An Otto von Bismarck haben sich ganze Generationen von Historikern abgearbeitet. Zu den bekanntesten Biografien über den Eisernen Kanzler zählen die aus der Feder von Hans-Ulrich Wehler und Jonathan Steinberg.

Trotzdem scheint es noch immer weiße Flecken zu geben, die eine tiefere Analyse zu erfordern scheinen, die wiederum Anlass für die Verfassung einer weiteren Biografie sind, wie die aktuelle von Christoph Nonn.

Nonn präsentiert Bismarck nicht als einsames politisches Genie, sondern sieht in ihm nur den Geburtshelfer der Geschichte. Nicht also habe Bismarck Geschichte gemacht, sondern ihr lediglich assistiert. Überhaupt falle die Bilanz Bismarcks, insbesondere was die Innenpolitik angeht, recht bescheiden aus.

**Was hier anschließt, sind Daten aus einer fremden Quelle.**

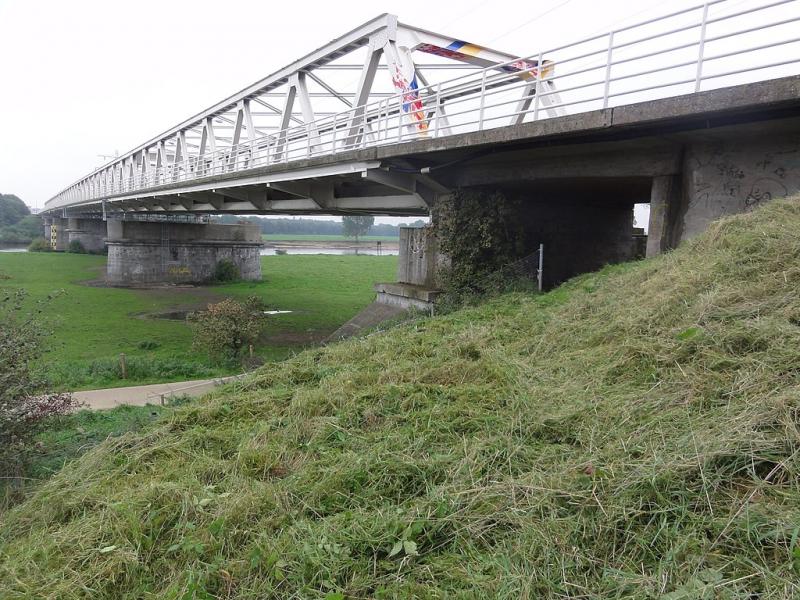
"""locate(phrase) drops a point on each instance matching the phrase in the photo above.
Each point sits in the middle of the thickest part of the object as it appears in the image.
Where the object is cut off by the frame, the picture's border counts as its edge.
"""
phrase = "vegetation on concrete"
(481, 232)
(91, 325)
(357, 226)
(25, 405)
(39, 244)
(76, 247)
(632, 434)
(17, 224)
(225, 271)
(226, 329)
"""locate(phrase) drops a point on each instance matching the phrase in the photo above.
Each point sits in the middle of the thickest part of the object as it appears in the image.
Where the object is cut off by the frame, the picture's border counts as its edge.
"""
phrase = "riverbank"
(91, 326)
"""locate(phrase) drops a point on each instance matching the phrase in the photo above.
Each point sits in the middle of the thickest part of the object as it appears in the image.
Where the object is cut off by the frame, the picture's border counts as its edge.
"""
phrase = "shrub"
(24, 405)
(76, 247)
(40, 245)
(226, 328)
(225, 271)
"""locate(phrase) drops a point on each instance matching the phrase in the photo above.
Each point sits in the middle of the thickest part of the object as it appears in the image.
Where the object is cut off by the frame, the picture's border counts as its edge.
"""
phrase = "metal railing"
(690, 50)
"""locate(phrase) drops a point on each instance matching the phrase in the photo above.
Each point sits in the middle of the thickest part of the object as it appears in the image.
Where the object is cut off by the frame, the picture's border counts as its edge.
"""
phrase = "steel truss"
(251, 152)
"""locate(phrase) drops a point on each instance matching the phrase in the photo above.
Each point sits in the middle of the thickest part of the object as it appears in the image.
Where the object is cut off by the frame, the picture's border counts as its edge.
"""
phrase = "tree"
(24, 405)
(226, 328)
(357, 226)
(12, 209)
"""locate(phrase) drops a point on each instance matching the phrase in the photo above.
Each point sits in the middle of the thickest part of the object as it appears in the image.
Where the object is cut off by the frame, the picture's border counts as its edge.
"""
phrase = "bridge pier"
(142, 252)
(91, 234)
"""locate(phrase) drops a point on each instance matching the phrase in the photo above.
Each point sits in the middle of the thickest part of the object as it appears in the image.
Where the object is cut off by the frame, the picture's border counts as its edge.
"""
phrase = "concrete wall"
(417, 258)
(91, 233)
(721, 176)
(179, 253)
(579, 235)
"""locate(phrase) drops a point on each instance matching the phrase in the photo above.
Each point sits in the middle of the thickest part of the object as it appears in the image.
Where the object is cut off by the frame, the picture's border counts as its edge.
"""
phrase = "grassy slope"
(91, 323)
(632, 433)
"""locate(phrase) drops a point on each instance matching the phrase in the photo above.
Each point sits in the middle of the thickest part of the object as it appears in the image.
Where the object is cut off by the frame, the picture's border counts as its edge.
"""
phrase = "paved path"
(147, 394)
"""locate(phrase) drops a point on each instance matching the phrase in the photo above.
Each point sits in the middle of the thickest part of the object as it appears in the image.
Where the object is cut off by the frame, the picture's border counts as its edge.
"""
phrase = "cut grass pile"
(632, 434)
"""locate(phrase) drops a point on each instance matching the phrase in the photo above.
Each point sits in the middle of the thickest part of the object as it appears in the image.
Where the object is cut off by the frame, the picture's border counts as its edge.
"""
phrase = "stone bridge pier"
(146, 252)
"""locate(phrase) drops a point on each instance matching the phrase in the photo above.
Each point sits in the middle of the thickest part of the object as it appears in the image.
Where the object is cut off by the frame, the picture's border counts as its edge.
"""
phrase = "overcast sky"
(84, 78)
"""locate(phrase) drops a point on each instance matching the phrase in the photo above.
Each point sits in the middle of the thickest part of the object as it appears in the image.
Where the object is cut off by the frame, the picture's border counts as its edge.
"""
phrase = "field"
(92, 325)
(632, 434)
(289, 237)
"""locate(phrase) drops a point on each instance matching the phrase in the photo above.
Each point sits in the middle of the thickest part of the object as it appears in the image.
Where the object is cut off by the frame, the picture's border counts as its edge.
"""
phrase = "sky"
(81, 79)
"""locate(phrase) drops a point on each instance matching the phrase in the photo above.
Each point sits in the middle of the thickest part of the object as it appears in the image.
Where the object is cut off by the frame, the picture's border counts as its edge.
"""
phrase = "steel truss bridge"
(294, 142)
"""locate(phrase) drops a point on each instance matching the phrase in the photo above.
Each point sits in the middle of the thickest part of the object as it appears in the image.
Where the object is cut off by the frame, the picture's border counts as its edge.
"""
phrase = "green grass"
(91, 326)
(289, 237)
(72, 435)
(632, 434)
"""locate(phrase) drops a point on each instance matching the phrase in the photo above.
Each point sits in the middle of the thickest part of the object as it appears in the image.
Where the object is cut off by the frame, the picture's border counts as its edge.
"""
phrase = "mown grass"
(301, 237)
(91, 326)
(632, 434)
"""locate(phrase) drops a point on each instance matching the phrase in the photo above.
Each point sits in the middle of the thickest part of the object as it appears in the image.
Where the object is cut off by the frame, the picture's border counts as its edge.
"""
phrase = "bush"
(226, 328)
(24, 405)
(225, 271)
(40, 245)
(76, 247)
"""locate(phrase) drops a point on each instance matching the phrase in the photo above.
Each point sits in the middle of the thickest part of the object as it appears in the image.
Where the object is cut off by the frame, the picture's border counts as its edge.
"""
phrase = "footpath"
(139, 395)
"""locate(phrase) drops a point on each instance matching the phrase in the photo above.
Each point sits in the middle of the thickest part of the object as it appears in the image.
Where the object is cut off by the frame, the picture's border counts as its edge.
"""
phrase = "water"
(272, 252)
(327, 250)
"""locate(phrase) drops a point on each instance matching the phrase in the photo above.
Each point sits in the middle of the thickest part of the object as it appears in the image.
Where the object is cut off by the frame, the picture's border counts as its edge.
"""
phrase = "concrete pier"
(151, 252)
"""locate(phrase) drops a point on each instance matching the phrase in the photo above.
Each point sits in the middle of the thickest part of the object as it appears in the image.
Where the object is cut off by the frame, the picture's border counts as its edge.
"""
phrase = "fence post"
(536, 87)
(541, 265)
(608, 68)
(701, 49)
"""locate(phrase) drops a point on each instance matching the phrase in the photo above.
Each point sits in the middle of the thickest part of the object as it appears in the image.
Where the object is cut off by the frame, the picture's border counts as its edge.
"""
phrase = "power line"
(529, 21)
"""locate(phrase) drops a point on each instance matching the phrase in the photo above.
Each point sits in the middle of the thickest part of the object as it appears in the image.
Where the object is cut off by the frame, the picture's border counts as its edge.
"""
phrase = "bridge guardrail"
(688, 50)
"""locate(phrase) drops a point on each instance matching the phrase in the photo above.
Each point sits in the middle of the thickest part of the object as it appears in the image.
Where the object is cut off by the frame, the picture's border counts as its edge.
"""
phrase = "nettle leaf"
(689, 333)
(410, 548)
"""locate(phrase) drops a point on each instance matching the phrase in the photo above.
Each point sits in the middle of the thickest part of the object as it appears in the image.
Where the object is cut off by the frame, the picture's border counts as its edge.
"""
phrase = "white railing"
(706, 46)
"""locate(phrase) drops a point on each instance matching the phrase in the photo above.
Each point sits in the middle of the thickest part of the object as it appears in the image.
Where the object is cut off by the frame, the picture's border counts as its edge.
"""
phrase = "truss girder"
(403, 104)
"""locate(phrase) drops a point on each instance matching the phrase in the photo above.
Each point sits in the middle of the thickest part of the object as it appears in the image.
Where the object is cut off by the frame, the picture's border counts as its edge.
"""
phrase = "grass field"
(632, 434)
(91, 326)
(281, 237)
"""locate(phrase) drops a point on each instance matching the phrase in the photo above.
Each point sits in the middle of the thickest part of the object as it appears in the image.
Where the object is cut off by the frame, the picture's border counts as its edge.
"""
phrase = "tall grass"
(632, 434)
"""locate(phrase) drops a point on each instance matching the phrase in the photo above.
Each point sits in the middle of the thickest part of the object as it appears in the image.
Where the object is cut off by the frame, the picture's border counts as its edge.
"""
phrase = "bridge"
(694, 112)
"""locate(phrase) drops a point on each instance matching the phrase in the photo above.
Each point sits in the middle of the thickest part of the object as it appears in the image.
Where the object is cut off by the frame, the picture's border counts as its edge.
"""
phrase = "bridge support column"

In der Süddeutschen Zeitung vom 20. Februar ist Stephan Speicher in Kein Genie durchaus geneigt, einigen der Thesen Nonns zu folgen bzw. ihnen eine gewisse Berechtigung zu bescheinigen. Die Gefolgschaft verweigert Speicher allerdings, wenn Nonn zu spekulativ argumentiert, z.B. was Bismarcks Staatsstreich-Pläne betrifft und sein Ziel, den Parlamentarismus über kurz oder lang abzuschaffen. Das geht Speicher dann doch zu weit, weshalb er zum Schluss seiner Besprechung schreibt:

Bismarck, so Nonn, war kein Genie, “stets eine Hebamme historischer Ereignisse”. Aber ist die Hebammenkunst nicht in der Politik das Größte – alles, was darüber hinausgreift, schon Weltinbrandsetzung?

Nicht allein in der Politik ist die Hebammenkunst von unschätzbarem Wert. Auch der eigentliche Begründer der westlichen Philosophie, Sokrates, war für seine Mäeutik bekannt und z.T. auch gefürchtet.

Die Geschichte nahm dann eine dramatische Wendung, wenn Politiker oder Herrscher, wie Napoleon oder Hitler, glaubten, die Geschichte in ihrem Sinne formen zu können. Häufig waren Philosophen nur allzu gern bereit, die Größe, das Genie des Mannes ins Metaphysische zu überhöhen, wie Hegel, der in Napoleon auf dem Pferd den Weltgeist am Werke zu sehen meinte, oder Heidegger, der in seiner berüchtigten Rektoratsrede den “Führer” als Erlöser des deutschen Volkes feierte.

Dann doch lieber eine Nummer kleiner.

Was immer man gegen Bismarck sagen kann, Augenmaß hatte er.